Third, forgiveness does not rebuild trust. A husband who had been sexually unfaithful to his wife later broke off the affair and apologized to his wife. She said to me in the counseling office, “I think I have forgiven him, but I don't trust him. That makes me wonder if I have really forgiven him.” The fact is, forgiveness does not automatically restore trust. Trust is that gut-level confidence that someone is a person of integrity. Trust in a relationship is destroyed when one partner is unfaithful. When you do not keep your commitments to me, I lose trust in you. I no longer have the confidence that you will treat me fairly and honestly. How then is trust rebuilt? By changing your behavior and by being trustworthy. Over a period of time, if I see you are doing what you say you will do and being open and aboveboard in all of our dealings, I come again to trust you.

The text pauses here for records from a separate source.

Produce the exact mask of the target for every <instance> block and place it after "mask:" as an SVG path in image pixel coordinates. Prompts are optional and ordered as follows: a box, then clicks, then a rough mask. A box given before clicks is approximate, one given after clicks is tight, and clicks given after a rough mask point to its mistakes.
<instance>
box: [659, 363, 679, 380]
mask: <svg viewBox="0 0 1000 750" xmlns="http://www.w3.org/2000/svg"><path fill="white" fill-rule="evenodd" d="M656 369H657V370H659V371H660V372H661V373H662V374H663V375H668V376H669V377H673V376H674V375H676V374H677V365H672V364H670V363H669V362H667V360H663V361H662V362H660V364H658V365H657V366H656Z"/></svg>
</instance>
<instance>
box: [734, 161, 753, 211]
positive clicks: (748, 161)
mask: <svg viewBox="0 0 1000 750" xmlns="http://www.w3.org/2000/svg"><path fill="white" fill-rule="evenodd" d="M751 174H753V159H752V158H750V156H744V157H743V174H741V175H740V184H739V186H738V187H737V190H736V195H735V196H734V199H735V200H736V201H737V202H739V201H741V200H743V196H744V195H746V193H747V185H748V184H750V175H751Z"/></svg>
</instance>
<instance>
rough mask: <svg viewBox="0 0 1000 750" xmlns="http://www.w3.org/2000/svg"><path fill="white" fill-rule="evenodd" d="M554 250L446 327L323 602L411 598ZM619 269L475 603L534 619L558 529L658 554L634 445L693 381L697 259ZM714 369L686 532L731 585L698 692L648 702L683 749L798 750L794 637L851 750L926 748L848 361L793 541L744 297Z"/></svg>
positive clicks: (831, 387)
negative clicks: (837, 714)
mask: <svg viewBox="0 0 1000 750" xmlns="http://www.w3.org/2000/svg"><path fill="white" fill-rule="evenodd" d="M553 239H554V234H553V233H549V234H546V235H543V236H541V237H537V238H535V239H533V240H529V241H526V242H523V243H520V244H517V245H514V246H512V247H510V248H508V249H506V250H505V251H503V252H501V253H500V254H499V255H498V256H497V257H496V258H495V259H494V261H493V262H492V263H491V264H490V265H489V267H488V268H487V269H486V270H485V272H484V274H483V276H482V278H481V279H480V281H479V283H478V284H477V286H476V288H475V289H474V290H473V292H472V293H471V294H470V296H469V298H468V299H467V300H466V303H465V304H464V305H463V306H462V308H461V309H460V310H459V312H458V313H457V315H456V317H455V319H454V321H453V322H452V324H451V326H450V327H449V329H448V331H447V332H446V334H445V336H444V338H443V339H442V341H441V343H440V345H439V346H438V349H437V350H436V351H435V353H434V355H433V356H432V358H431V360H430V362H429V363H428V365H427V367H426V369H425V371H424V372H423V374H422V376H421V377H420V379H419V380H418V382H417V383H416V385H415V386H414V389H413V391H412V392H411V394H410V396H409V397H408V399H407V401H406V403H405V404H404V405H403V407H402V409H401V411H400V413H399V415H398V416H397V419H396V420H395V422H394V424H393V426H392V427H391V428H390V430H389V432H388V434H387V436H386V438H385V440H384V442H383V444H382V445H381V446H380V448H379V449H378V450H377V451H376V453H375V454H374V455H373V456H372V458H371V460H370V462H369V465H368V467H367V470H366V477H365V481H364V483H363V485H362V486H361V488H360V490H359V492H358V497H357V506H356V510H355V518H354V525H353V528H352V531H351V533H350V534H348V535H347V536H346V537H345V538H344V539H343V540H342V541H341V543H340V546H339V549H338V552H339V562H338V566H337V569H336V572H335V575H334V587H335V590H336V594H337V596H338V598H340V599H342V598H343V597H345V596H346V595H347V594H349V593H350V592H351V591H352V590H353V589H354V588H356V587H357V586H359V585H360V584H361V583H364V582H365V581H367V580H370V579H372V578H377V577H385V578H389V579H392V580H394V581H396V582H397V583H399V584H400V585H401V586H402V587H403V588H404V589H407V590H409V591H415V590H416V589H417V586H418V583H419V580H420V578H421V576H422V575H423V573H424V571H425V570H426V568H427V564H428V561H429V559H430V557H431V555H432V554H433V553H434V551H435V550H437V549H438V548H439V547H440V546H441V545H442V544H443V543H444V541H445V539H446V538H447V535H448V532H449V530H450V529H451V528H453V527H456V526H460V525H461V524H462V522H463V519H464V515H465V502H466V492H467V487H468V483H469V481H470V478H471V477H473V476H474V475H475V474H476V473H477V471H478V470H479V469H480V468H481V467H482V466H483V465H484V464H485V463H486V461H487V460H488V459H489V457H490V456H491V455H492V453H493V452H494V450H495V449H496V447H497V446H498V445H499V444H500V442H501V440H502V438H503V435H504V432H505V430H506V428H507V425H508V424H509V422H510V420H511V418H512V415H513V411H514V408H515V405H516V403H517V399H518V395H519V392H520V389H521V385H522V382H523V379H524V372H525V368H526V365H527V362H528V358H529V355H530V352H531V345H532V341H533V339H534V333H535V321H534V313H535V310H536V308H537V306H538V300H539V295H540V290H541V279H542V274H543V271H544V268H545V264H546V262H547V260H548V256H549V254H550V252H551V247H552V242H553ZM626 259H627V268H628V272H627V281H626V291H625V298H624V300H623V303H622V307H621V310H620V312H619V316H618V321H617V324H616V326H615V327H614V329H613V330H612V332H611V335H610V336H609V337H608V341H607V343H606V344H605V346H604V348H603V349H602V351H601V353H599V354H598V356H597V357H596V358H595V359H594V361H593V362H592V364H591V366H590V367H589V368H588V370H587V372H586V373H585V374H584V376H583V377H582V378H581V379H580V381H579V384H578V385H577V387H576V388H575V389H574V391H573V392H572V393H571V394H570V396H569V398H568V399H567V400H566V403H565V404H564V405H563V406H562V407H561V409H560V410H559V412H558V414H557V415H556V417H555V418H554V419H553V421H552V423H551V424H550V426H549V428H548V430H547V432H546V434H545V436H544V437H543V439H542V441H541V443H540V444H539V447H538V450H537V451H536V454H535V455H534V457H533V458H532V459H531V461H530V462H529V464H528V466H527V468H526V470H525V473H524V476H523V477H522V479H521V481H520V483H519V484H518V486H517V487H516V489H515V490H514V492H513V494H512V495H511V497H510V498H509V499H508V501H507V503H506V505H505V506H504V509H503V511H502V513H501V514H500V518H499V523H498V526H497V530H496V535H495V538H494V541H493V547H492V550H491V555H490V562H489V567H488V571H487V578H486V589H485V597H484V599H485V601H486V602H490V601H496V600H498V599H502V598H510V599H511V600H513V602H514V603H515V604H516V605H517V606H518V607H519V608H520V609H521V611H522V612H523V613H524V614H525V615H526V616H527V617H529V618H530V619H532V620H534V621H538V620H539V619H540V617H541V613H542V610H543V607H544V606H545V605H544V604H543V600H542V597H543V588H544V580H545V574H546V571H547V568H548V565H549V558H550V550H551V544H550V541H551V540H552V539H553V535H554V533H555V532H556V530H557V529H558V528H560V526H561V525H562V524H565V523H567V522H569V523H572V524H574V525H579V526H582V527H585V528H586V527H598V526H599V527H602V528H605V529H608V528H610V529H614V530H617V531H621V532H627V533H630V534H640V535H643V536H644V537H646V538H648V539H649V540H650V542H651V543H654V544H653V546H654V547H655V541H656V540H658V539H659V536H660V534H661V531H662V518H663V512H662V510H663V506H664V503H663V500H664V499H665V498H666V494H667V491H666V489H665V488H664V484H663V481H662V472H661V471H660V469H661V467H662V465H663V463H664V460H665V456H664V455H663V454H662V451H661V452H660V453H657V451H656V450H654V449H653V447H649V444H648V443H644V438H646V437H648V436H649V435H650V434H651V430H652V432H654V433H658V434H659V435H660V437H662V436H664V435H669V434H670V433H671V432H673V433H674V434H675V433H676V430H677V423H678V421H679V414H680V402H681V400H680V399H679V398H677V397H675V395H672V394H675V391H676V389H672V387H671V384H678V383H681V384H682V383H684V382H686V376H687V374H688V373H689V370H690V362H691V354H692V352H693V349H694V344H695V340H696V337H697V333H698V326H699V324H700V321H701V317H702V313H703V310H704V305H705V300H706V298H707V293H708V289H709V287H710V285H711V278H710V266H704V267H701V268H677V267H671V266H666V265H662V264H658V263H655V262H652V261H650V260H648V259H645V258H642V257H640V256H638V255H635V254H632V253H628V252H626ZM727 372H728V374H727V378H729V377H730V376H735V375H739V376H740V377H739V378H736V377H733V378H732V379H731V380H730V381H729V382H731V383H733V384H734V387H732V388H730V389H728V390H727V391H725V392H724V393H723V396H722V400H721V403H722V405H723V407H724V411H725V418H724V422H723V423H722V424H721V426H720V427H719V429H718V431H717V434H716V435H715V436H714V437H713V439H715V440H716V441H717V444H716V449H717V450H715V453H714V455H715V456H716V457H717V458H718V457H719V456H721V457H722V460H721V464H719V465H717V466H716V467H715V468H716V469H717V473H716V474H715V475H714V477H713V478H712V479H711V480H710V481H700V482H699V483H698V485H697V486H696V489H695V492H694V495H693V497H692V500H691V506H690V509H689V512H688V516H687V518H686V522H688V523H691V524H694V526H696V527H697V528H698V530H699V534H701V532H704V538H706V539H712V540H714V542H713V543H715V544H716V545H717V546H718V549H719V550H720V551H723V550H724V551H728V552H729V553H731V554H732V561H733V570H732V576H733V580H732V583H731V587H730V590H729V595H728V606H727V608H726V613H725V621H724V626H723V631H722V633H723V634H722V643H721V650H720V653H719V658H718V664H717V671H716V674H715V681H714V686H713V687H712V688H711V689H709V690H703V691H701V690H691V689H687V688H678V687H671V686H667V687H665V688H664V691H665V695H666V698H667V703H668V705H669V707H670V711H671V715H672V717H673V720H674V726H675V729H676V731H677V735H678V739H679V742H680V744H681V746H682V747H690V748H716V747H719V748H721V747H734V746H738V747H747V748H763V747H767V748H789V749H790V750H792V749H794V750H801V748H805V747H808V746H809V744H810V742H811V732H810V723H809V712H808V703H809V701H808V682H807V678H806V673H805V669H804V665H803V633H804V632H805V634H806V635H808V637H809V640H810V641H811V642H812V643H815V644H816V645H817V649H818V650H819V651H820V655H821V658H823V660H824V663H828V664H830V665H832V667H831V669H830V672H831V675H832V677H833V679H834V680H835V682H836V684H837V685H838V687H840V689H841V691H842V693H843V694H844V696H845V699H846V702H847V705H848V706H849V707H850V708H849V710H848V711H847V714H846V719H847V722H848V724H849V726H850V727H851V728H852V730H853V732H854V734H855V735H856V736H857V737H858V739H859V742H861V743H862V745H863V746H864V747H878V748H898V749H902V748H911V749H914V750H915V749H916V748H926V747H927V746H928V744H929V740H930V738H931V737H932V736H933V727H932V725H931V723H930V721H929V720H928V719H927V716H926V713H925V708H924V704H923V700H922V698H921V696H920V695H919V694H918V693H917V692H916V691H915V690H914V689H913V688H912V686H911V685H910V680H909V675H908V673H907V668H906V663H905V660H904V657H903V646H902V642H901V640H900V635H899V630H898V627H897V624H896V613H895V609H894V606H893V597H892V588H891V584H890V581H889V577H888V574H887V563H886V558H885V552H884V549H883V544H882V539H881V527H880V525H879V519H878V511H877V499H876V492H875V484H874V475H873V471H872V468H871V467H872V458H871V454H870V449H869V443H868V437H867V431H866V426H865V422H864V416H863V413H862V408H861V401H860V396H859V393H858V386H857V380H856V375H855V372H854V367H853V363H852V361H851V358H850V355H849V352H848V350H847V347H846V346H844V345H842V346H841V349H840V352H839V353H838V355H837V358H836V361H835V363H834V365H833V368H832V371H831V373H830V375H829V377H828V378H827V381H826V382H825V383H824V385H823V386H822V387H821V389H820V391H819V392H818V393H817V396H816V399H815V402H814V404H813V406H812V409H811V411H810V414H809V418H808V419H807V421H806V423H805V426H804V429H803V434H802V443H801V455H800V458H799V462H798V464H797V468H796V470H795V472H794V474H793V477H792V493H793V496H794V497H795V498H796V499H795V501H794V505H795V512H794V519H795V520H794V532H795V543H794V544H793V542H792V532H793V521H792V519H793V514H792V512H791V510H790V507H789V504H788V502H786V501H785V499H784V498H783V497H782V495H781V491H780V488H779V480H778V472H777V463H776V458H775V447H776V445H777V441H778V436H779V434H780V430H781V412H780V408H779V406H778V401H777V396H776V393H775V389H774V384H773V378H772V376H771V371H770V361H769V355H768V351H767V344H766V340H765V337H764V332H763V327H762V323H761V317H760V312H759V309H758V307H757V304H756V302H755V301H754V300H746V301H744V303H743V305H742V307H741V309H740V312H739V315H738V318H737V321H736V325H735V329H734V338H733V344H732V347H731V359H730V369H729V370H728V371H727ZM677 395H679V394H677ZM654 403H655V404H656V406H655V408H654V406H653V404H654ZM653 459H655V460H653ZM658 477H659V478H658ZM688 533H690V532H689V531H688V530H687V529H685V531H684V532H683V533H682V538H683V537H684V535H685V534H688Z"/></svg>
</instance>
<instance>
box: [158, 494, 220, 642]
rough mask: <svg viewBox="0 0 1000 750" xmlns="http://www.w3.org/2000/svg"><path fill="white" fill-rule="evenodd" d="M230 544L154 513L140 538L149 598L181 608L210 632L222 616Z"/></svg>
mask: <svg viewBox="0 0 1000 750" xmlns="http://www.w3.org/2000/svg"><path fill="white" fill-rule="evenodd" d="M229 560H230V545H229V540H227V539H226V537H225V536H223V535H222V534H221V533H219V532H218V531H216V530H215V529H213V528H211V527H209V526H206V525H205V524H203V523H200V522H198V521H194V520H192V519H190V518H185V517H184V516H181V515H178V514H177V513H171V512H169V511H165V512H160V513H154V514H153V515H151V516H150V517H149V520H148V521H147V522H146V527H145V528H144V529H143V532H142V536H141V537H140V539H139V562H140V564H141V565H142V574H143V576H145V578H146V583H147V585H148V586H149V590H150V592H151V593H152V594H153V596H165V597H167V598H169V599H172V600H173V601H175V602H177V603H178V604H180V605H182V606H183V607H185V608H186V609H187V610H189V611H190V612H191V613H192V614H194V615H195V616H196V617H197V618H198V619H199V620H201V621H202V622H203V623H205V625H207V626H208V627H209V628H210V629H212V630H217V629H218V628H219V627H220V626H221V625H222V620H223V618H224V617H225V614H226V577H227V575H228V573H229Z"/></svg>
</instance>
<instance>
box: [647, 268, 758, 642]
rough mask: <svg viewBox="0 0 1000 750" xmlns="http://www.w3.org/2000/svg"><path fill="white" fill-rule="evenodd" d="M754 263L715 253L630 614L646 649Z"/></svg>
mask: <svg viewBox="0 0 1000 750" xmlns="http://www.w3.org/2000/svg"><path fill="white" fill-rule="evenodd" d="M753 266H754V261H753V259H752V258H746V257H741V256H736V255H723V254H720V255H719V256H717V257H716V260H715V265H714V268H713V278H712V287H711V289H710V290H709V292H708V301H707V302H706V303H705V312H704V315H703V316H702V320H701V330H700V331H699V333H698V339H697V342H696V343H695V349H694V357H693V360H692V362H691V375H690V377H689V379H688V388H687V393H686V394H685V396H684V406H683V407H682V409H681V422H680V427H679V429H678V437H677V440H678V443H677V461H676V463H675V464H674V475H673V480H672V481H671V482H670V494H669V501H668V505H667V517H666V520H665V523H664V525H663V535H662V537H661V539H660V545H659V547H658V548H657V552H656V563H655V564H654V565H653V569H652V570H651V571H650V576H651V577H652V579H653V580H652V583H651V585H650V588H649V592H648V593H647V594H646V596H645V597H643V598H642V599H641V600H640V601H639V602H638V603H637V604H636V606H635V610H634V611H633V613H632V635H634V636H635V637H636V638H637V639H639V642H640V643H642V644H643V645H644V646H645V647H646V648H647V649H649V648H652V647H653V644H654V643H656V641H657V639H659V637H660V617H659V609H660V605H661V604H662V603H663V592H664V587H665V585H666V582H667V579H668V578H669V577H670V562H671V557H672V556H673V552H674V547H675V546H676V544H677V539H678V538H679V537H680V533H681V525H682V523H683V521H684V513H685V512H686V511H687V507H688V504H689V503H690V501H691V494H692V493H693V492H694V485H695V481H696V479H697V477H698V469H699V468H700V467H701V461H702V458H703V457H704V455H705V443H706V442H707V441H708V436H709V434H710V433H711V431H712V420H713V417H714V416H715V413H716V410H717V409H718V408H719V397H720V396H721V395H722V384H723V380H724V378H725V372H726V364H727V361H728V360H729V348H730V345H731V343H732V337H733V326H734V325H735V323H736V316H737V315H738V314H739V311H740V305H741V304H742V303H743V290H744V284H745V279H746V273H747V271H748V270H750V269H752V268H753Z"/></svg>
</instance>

When I am counseling a couple in which one of them has been sexually unfaithful and is now seeking to rebuild a marriage, I recommend, after a sincere apology and forgiveness, that the offending party give the spouse permission to examine every area of life. That means that the checkbook, the computer, the iPhone, and all other sources of information are available for the spouse’s examination. With this action you are saying, “I have nothing to hide; I have truly changed my behavior, and I want to be worthy of your trust again.” With this attitude of openness and a consistent pattern of honesty, trust can be restored. Thus, forgiveness does not automatically restore trust, but forgiveness does open the door to the possibility that trust can be regained.


Fourth, forgiveness does not always result in reconciliation. The word reconciliation means “to bring back to harmony." Reconciliation requires working through differences, finding new ways of doing things, solving the conflicts of the past, and learning how to work together as a team. How long does it take to be reconciled? That depends largely on how long the two of you have been out of harmony. For some, it may only take hours; for others, it may take months. For some, it will require the help of a professional counselor because the two of them do not have the skills to rebuild their relationship. What I am saying is that forgiveness does not automatically bring harmony in the relationship. However, it does open the possibility of reconciliation.

I began this chapter by saying that forgiveness is the only healthy response to an apology. If we choose not to forgive, then the barrier remains and the relationship is estranged. Time alone will not heal the relationship. Healing requires the decision to forgive. And forgiveness opens the door to the possibility of growth.